Наконец он остановился у черного обелиска чудовищных размеров. Я запрокинул голову. Вспомнился знаменитый роман Ремарка.
Обелиск был настолько велик, что, казалось, он должен был стоять не здесь, среди могилок со скромными надгробьями, а где-нибудь в Гималаях, господствуя над миром и грозно напоминая всем о краткости и зыбкости жизни.
— Как видишь, я не оригинален, — услышал я голос Карла. Он глазами показал на эпитафию.
Я вгляделся в золотые буквы. Это было ехидное обращение к постоянно обновляющимся рядам праздношатающихся потомков.
— "Когда-то бодрыми шагами
И я бродил здесь меж гробами", — прочитал я с выражением.
Ну, да, Карл прав: хотя и остроумно, но, увы, не оригинально, старо, использовано давно и многажды.
Ниже были выбиты имя, отчество и фамилия владельца могилы. Я прочитал, и холодок пробежал у меня по спине.
Карл Вильгельмович Шмидт
27. 7. 1969 —
Год смерти, к сожалению, отсутствовал. Я указал на это Карлу. Не скрыв сожаления.
Карл не обиделся.
— Вот ты смеешься, — сказал он, — а это лишь предусмотрительность и правильное, глубоко продуманное размещение активов. Ты знаешь, сколько стоит место на приличном московском кладбище? А сколько оно будет стоить, когда я сыграю в ящик? Ведь все так дорожает… — и Карл покачал головой.

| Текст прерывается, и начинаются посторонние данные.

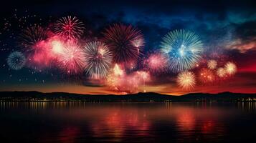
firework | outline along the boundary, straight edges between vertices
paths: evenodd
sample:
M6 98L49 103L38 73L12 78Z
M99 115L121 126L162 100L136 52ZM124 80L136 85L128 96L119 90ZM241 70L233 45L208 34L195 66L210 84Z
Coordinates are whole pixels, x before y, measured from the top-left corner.
M35 50L37 44L47 38L47 34L45 29L38 25L27 27L18 37L19 44L25 47L26 51Z
M187 30L170 31L161 42L161 51L169 59L170 69L174 72L189 70L199 61L203 44L194 32Z
M192 72L183 72L178 75L177 83L182 89L189 90L196 84L196 76Z
M77 17L62 17L54 24L54 32L67 39L80 38L84 33L84 24Z
M158 73L166 68L167 59L161 53L154 53L148 56L144 64L151 72Z
M230 75L234 74L237 72L237 66L234 63L229 61L225 64L225 70Z
M215 60L211 59L207 63L207 66L210 69L214 69L217 66L217 61Z
M84 55L80 45L65 45L63 52L58 57L60 67L68 74L78 74L84 68Z
M14 51L11 53L7 58L7 64L14 70L22 69L25 65L26 58L22 53L19 51Z
M104 78L110 69L112 54L100 41L92 41L84 49L85 72L92 78Z
M113 54L113 61L129 64L137 60L144 45L143 35L131 25L114 24L103 33L103 41Z
M215 76L211 69L203 68L199 72L199 79L202 83L212 82Z
M217 70L217 75L219 76L219 77L224 77L226 76L226 70L225 69L220 67Z

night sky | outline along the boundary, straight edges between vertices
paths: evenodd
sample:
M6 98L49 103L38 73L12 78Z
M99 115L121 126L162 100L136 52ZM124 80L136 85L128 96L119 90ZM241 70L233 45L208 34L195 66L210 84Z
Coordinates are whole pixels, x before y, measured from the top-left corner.
M154 92L169 94L189 92L256 92L256 2L253 1L8 1L0 8L0 91L67 92L82 94L123 94ZM200 62L191 72L196 78L207 61L214 59L218 66L232 61L235 74L211 82L200 82L189 90L179 87L177 75L169 69L151 73L150 80L132 91L110 88L105 79L92 79L85 74L66 75L51 65L34 69L26 65L14 70L7 57L22 51L18 36L34 24L49 27L62 17L76 16L85 25L82 39L98 40L113 24L132 25L143 35L145 44L133 72L144 71L143 61L150 53L160 49L162 38L169 31L187 29L203 43ZM20 21L19 21L20 19ZM113 64L114 65L114 64ZM34 66L33 66L34 67ZM212 71L213 73L216 70ZM215 76L217 77L217 76ZM129 80L129 79L128 79ZM125 85L127 86L127 85ZM128 85L129 86L129 85Z

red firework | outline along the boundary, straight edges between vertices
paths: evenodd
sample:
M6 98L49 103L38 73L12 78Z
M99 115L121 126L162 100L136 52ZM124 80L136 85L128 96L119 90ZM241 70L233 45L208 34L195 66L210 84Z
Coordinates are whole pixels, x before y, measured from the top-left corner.
M137 61L144 46L141 31L131 25L119 24L107 29L103 34L103 41L113 53L114 62L129 64Z
M144 60L144 65L152 73L163 72L166 67L167 59L161 53L153 53Z
M36 51L36 45L47 38L47 31L40 26L34 25L24 29L18 36L19 45L25 48L26 51Z
M212 70L203 68L199 71L199 79L203 84L213 82L216 77Z
M54 24L54 32L58 35L70 39L80 38L84 33L84 24L76 16L62 17Z
M58 61L60 67L67 74L81 73L85 66L83 51L77 44L65 45Z

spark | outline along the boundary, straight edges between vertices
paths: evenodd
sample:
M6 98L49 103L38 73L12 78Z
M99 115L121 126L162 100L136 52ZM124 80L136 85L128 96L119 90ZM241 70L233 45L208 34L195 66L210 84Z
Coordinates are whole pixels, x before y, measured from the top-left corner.
M114 24L103 33L104 42L113 54L113 61L129 64L136 61L144 45L141 31L131 25Z
M84 33L84 24L76 16L62 17L54 24L54 32L67 39L78 39Z
M19 70L24 67L26 63L26 58L22 52L14 51L7 58L7 64L14 70Z
M186 90L190 90L196 84L196 76L189 72L182 72L178 74L177 83L179 87Z
M168 57L170 69L174 72L186 71L199 63L203 44L194 32L181 29L168 33L161 42L161 51Z
M229 75L233 75L237 72L237 66L234 63L229 61L225 64L225 70Z
M210 69L216 69L217 64L217 63L215 60L211 59L208 61L207 66Z
M226 76L226 70L225 69L220 67L217 70L217 75L219 77L224 77Z
M93 79L105 78L112 62L112 54L100 41L91 41L84 46L85 72Z

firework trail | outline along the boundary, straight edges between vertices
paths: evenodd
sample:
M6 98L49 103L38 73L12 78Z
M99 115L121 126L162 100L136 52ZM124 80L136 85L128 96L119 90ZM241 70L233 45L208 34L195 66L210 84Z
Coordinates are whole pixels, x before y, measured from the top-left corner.
M192 72L182 72L178 74L179 87L186 90L191 89L196 84L196 76Z
M111 66L112 54L100 41L92 41L84 46L85 73L93 79L104 78Z
M76 16L62 17L54 24L54 32L67 39L80 38L84 30L84 24Z
M57 59L59 67L67 74L81 73L85 66L84 58L83 51L78 44L67 44Z
M233 75L237 72L237 66L232 62L227 62L225 64L225 70L229 75Z
M203 44L194 32L174 30L168 33L161 42L161 51L169 58L170 69L174 72L194 68L203 52Z
M226 76L227 72L225 69L220 67L217 70L217 75L219 77L224 77Z
M217 67L217 61L215 60L211 59L207 62L207 66L210 69L214 69Z
M199 79L202 83L210 83L215 80L215 76L211 69L203 68L199 72Z
M7 64L14 70L19 70L24 67L26 63L26 58L22 52L14 51L7 58Z
M144 66L151 73L162 72L166 67L167 59L162 53L153 53L149 54L148 58L144 60Z
M47 39L47 34L45 29L40 26L27 27L18 36L18 43L22 47L26 48L26 51L37 50L37 44Z
M130 64L137 61L144 45L141 32L131 25L114 24L103 33L103 41L113 54L113 61Z

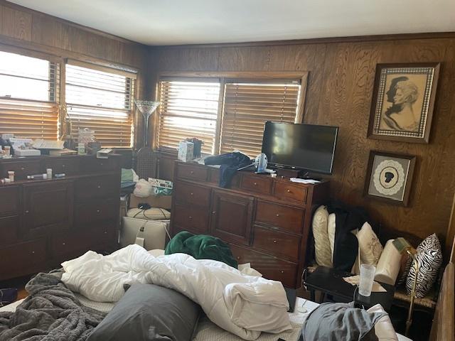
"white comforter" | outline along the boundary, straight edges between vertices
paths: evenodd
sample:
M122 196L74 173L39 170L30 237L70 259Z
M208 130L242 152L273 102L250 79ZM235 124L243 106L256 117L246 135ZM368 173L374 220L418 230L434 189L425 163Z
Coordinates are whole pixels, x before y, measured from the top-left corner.
M124 284L149 283L183 293L213 323L245 340L291 328L281 283L244 275L220 261L184 254L154 257L133 244L109 256L89 251L62 266L65 284L92 301L116 302Z

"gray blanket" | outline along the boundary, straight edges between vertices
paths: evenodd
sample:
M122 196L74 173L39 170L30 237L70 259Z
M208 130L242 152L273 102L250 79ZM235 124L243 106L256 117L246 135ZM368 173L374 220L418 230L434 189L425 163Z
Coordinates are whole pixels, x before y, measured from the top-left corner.
M85 340L106 314L80 304L60 281L61 273L38 274L14 313L0 313L0 341Z
M304 341L378 341L373 327L385 313L370 313L350 303L323 303L303 329Z

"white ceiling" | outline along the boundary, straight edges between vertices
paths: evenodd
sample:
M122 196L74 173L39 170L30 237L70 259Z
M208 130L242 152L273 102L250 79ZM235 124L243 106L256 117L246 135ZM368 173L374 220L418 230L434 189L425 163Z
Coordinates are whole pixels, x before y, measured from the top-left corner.
M455 31L455 0L9 0L147 45Z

— Все, что ты сказал, ложь от первого до последнего слова. Я знаю, почему ты велел каменотесу выбить эту ущербную надпись, где нет самого главного: даты смерти. Таким хитрым маневром ты надеешься уклониться от встречи с неизбежностью. Я прав?
Карл ухмыльнулся и в знак согласия наклонил голову.
Глава 5
Я оглядывал уже приевшиеся красоты альпийского озера и про себя философствовал.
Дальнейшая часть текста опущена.